J.M.J. [Cité, fin février 1859]

Que la grâce et la lumière de Notre-Seigneur Jésus soit toujours avec vous et vous conduise toujours dans le vrai chemin que le Seigneur veut que vous parcouriez, malgré toutes les difficulté, elles s’effaceront toutes par la puissance de Celui qui conduit tout.

Nous recevons toujours vos lettres avec un véritable plaisir tout spirituel, et nous sommes bien consolés de penser que Dieu vous donnera toujours le courage et la persévérance.

Je remercie Dieu de ce qu’il m’a fait un peu comprendre cette vérité que mon devoir principal était de m’occuper plus spécialement des enfants de la maison, que ce devoir était aussi et plus important que tout autre, que ces enfants sont aussi bien les enfants de Dieu que les autres personnes, et que le bien est plus facile et plus réel auprès d’eux qu’auprès des autres, et plus convenable, plus approprié à mon caractère, mon esprit, que tout autre bien en réalité plus difficile et plus infécond: priez s’il vous plaît pour que  j’agisse selon la lumière et la grâce de Dieu. Le véritable zèle consiste toujours à chercher ce que les autres ne veulent pas ou semblent dédaigner, et ces pauvres enfants sont bien dignes d’intérêt et d’affection; je les aime davantage depuis que je suis plus au milieu d’eux et même, si je pouvais, je cesserais tout travail extérieur pour m’y occuper exclusivement, si je croyais que Dieu le demandât.

Il faut passer par le corps pour aller jusqu’aux âmes, il faut être le protecteur, le médecin de leur corps pour leur bien faire comprendre qu’on aime leur âme; l’amour de l’invisible se manifeste par l’amour du visible, du sensible. Hier soir, assez tard, j’ai fait une infusion à Joseph et à Ménétrier, j’ai compris que cela leur faisait plaisir, il faut s’attirer l’affection par tous les moyens. J’ai établi pour nos malades la lecture spirituelle, ou plutôt conférence spirituelle à 9 h du soir, j’en profite pour leur donner paternellement les petits avis à donner, et le matin à 6 h ½ je vais leur faire la prière et quelques courtes réflexions pour la journée; il faudra quelque temps pour les habituer à ces petits exercices, mais j’espère en venir à bout, ce n’est pas en quelques jours que l’on peut parvenir à corriger et à redresser ; on peut compter sur Joseph, François et Debouchonnet ; il y a bien à désirer pour les autres. Benoît est un bon garçon qui n’est pas dans l’intention de rester quoiqu’il soit sage. Il ne faudrait être sévère qu’autant que la négligence prolongée des uns nuirait gravement à la sanctification des autres ; j’ai confiance que tout ira bien : grâce, temps et patience, voilà ce qu’il faut.

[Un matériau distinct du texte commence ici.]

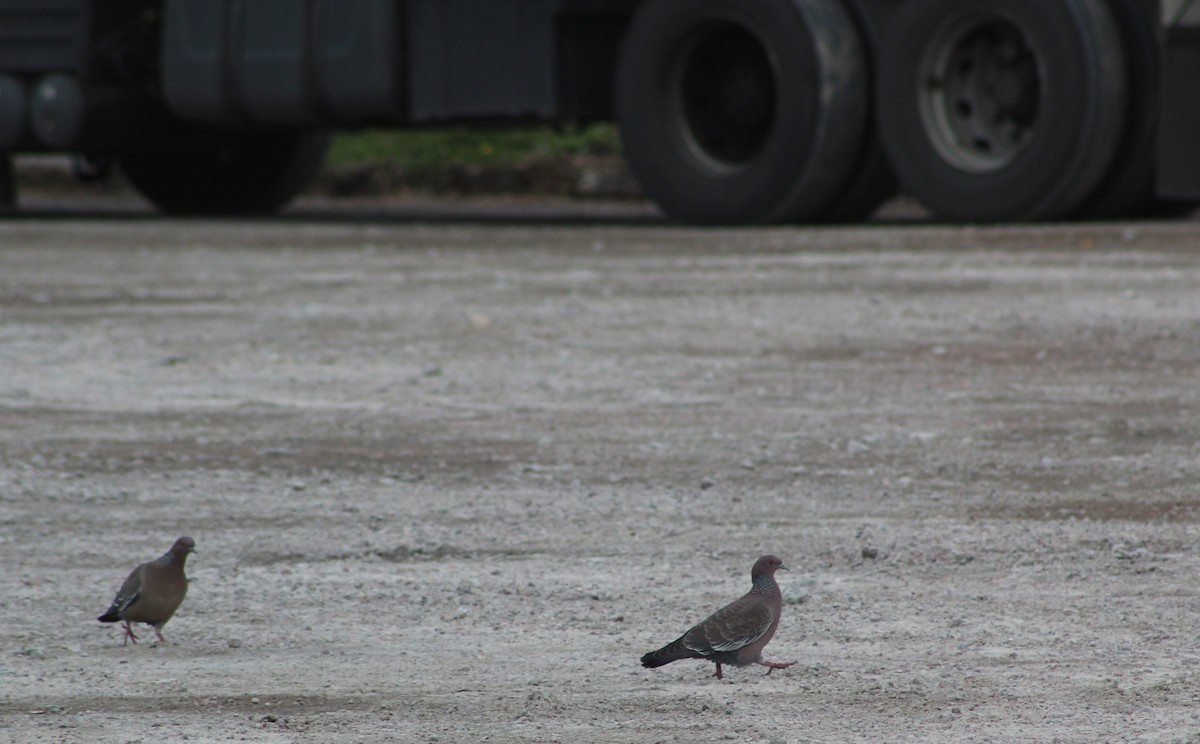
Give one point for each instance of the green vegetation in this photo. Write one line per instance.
(421, 150)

Ma santé va bien, j’ai besoin de quelques ménagements, mais il faut mettre sa confiance en Dieu ; je refuserai, comme vous le dites fort bien, toutes douceurs étrangères, cela est contraire à la pauvreté et à l’esprit de mortification.

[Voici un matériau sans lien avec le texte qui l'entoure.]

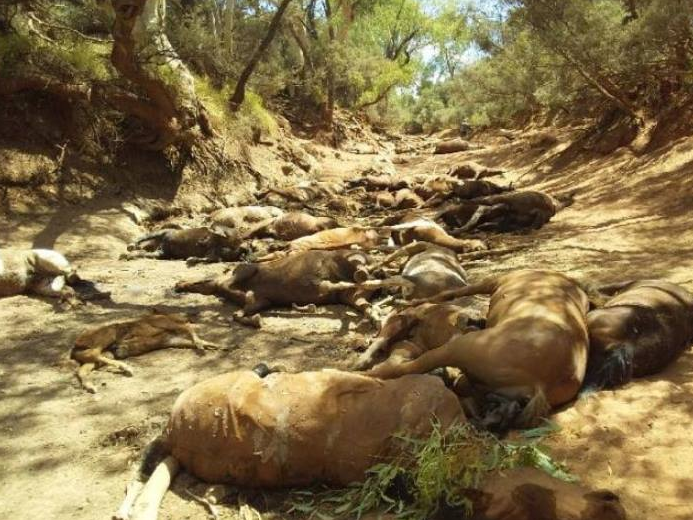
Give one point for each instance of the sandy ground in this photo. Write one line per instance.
(66, 453)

Ne soyez pas inquiet au sujet de la santé de votre père, sa santé va bien, son âme est toujours dans le même état. Je dirai, selon votre désir, deux messes par mois pour son âme, et il faut espérer que Dieu l’éclairera et lui fera miséricorde. Courage donc, mon bien cher frère en Notre-Seigneur j’éprouve une secrète joie de penser que la volonté de Dieu doit s’accomplir; prions et prions toujours, et confiance en lui seul. Sœur Amélie va bien, ainsi que Sœur Marie, Dieu achèvera ce qu’il a commencé en elle. A Dieu, mon frère, tout à vous et à l’œuvre.